Smash Comics # 42 (April 1943)

Midnight feature (Presenting Midnight the World's Greatest Detective! And the Second Best...Sniffer Snoop!)

Last week, we introduced Quality Comics' literary equivalent of the Black Death into the Midnight storyline.  (Of course I'm referring to Sniffer Snoop--whose only real contribution is to provide occasion for developing the Christian virtue of forbearance.) As our last post ended, Sniffer had broken into the Big City Natural History Museum (as part of a hare-brained scheme to embarrass Midnight) and stumbled across a dead body!



Rather than exit the museum and call the cops, Sniffer decides the smart move will be for him to solve the murder and "let Midnight read about it in the morning papers."

Unfortunately, while the world's most-clueless detective is busy investigating the body he fails to notice the figure emerging from the shadows to throttle the investigative interloper.


Despite Hotfoot's best ankle-biting efforts, the mystery figures succeeds in choking Sniffer into unconsciousness before fleeing the scene.

When Snoop eventually comes to, he announces--to no one in particular--that "I'll get him!"  This utterance is immediately followed by three blasts of Snoop's long gun through the walls and door of the office before the sharpest mind of the century realizes his attacker has long since fled.

Then...what, exactly, were you firing at Mr. Snoop?

Suddenly shaken by the reality that he can't swim and has jumped into the middle of the Pacific Ocean with a bowling ball strapped to his back, Sniffer calls Midnight.


After Midnight arrives--Sniffer's ego having resumed its previously immense proportions--Big City's sentinel is informed that he was only called-in  for his "brawn--not brains!"  This elicits a regrettably rare--but nonetheless satisfying--barb by the Fedora-ed Fighter:


The note ends up having the suspiciously targeted message, "Midnight: whoever dares solve this murder will die before morning!"  No sooner does Midnight finishing reading the note than he announces, "If I'm not too wrong, I've solved this case."

Unless you're Sniffer Snoop, the very speed of this announcement ought to make you suspicious.  If that's not enough, we have Gabby announcing out of the blue that he smells iodine.

Just about this time, our .500 murderer returns and Sniffer naturally wets his pants.

Midnight rushes the shrouded figure threatening that this time, "you'll be the victim...and it won't be murder!"
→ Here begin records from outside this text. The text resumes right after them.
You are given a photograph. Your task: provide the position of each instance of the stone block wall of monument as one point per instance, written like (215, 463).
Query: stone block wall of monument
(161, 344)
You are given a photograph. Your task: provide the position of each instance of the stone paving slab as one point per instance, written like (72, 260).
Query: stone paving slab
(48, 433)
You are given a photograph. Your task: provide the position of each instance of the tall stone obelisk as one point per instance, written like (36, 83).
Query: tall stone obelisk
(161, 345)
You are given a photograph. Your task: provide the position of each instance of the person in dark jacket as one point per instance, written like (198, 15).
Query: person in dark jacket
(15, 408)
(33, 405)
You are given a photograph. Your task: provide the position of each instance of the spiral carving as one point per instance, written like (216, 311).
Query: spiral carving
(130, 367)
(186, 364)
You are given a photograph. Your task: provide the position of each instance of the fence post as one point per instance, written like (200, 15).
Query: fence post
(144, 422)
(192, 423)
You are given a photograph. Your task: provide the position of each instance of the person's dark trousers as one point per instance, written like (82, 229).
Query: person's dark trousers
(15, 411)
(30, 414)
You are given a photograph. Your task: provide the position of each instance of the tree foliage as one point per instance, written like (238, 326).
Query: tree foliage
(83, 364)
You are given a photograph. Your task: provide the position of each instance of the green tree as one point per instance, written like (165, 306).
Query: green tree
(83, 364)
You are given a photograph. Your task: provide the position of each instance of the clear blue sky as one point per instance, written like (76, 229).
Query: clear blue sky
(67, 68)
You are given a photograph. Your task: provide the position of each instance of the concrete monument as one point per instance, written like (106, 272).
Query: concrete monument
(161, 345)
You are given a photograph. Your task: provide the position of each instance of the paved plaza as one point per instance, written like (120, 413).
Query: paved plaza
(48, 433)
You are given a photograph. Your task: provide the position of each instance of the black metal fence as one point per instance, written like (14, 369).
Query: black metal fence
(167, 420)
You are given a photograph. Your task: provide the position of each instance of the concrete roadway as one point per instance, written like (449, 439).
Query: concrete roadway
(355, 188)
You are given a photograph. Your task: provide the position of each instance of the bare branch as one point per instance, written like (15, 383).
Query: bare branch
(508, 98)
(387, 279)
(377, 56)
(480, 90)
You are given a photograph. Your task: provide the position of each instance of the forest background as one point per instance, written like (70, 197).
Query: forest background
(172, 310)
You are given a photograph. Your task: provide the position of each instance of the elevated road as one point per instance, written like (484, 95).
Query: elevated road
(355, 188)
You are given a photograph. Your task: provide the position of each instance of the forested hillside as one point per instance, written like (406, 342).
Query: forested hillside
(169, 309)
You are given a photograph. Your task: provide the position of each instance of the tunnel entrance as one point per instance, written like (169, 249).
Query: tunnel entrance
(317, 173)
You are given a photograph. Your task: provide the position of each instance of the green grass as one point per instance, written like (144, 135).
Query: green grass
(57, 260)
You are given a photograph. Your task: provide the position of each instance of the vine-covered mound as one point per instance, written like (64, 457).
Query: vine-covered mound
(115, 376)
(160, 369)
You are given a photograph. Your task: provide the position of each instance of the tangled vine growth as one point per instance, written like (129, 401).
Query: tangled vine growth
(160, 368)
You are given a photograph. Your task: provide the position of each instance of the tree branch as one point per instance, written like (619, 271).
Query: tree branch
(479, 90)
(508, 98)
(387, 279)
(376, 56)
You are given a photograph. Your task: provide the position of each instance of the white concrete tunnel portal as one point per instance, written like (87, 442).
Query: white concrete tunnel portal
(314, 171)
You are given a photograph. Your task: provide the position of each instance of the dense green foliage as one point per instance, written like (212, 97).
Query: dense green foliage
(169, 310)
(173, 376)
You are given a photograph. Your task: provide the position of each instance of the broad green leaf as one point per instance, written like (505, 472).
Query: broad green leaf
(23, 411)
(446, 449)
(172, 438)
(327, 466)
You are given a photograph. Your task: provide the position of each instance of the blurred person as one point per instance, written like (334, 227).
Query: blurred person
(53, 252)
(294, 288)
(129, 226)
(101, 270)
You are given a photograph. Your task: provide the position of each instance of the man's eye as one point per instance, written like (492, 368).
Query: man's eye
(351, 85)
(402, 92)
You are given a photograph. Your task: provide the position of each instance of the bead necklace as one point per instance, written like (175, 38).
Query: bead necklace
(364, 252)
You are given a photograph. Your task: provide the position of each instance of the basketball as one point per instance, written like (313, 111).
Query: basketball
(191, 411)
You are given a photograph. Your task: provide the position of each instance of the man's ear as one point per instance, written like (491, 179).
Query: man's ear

For the inexplicably slow amongst us (and Sniffer, of course) it is then revealed that the "murderer" was, in fact, Doc Wackey.   Angered by Sniffer's petulant behavior--we feel ya there, Doc--our beloved inventor decided to teach Snoop a lesson.  (I regret to inform you, Doctor, that that particular objective is the proverbial fool's errand.)

The last four panels are devoted to:
(1) constructing an insanely convoluted explanation for how Midnight figured out the "murderer's" identity in about .03 seconds

Wow Midnight!  Your ability to spot Doc's finger prints on a note without even a fingerprinting kit AND your (apparent) memorization of what Doc's fingerprints look like is pretty impressive.😐

Is anyone else a little disturbed about the nonchalance with which Midnight responds to the theft of a corpse?!  I mean, that's kind of a big deal, right?😒

...and (2) laying out what was probably intended to be innocent fun in 1943, but comes across odd and a bit uncomfortable to witness in 2018.